Pemerintah Siap Kaji Listrik Gratis Buat Rakyat Miskin

Pemerintah Siap Kaji Listrik Gratis Buat Rakyat Miskin

- detikFinance
Senin, 14 Jun 2010 14:55 WIB
Jakarta - Pemerintah akan kaji kembali wacana pemberian listrik gratis untuk masyarakat miskin. Menko Perekonomian Hatta Rajasa meminta Menteri ESDM Darwin Saleh untuk mengkaji kebijakan tersebut.

"Ya ini kan sesuatu wacana yang dilontarkan Dirut PLN, maksudnya baik barangkali mencarikan solusi untuk itu, akan tetapi saya kan tidak harus bereaksi setuju tidak setuju. Saya kan harus lihat kajiannya seperti apa, apa yang dimaksud dengan gratis itu.

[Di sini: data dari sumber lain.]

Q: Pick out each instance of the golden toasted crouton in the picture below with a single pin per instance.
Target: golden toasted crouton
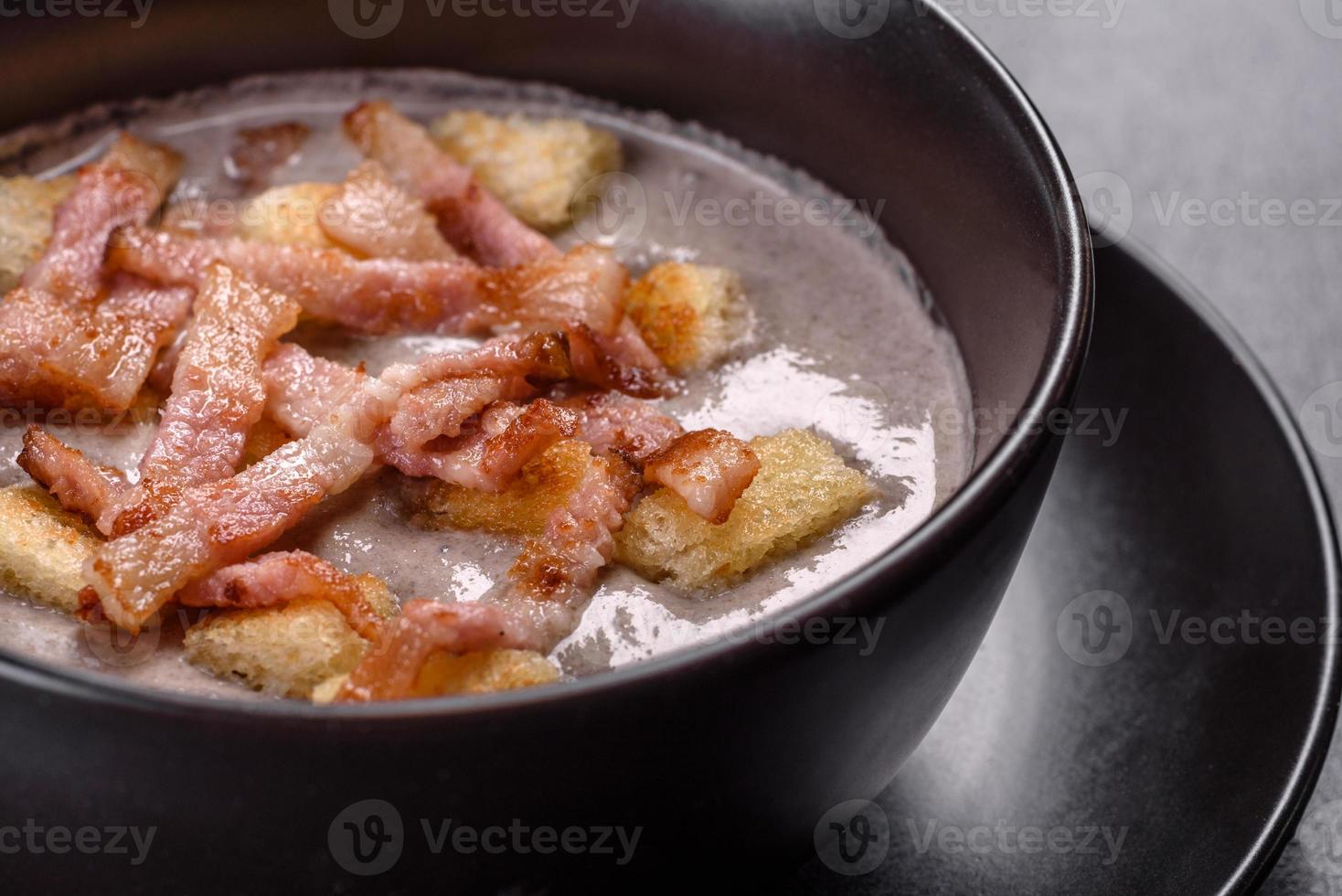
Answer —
(481, 672)
(43, 548)
(284, 649)
(289, 216)
(26, 209)
(533, 166)
(803, 490)
(544, 485)
(688, 315)
(484, 672)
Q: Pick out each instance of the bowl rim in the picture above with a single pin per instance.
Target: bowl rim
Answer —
(988, 487)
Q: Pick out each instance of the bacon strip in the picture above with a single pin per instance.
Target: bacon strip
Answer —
(372, 295)
(282, 577)
(708, 468)
(467, 215)
(453, 415)
(580, 293)
(390, 668)
(220, 523)
(218, 395)
(78, 483)
(63, 338)
(553, 577)
(627, 427)
(375, 218)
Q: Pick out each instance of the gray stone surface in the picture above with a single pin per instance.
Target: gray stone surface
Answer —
(1233, 102)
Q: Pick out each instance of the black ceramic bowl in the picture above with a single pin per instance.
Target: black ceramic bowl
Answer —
(726, 757)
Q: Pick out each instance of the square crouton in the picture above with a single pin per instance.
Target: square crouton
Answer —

Berapa watt dia diberikan, dimana saja letaknya, bagaimana kalau sampai sisanya seluruhnya ke perekonomian, kan begitu. Yang lain 100% keekonomian, yang rakyat lain disubsidi, semua itu harus kita kaji dengan hati-hati dan baik," ujar Menko Perekonomian Hatta Rajasa di kantornya, Jalan Lapangan Banteng, Jakarta, Senin (14/6/2010).

Hatta menyatakan wacana tersebut perlu dikaji mengingat banyak pihak yang perlu diperhatikan akibat dampak kebijakan tersebut, seperti untuk sektor industri. Oleh karena itu, Hatta meminta Menteri ESDM untuk mengkaji kembali wacana itu.

SCROLL TO CONTINUE WITH CONTENT

"Sedangkan sebagian saja disubsidi dengan baik ke industri, industrinya saja berteriak, apalagi 100% harga keekonomian seperti apa. Ini semua memerlukan kajian dan kehati-hatian. Wacana seperti itu boleh saja dilontarkan, akan tetapi tidak harus saya tergesa-gesa menyatakan setuju tidak setuju, kita harus hati-hati. Saya minta, Menteri ESDM coba lihat seperti apa, apa yang dimaksud dengan itu semua," tandasnya.

Sebelumnya, karena selalu disalahkan dalam kenaikan Tarif Dasar Listrik (TDL), Direktur Utama PT PLN Dahlan Iskan tantang anggota dewan dengan wacana menggratiskan listrik untuk masyarakat miskin.

"Saya challenge ke DPR, kenapa yang miskin nggak dikasih gratis. Biarin saya dibilang gila, tapi kalau mau mementingkan yang miskin ya dikasih gratis saja," tegasnya pekan lalu.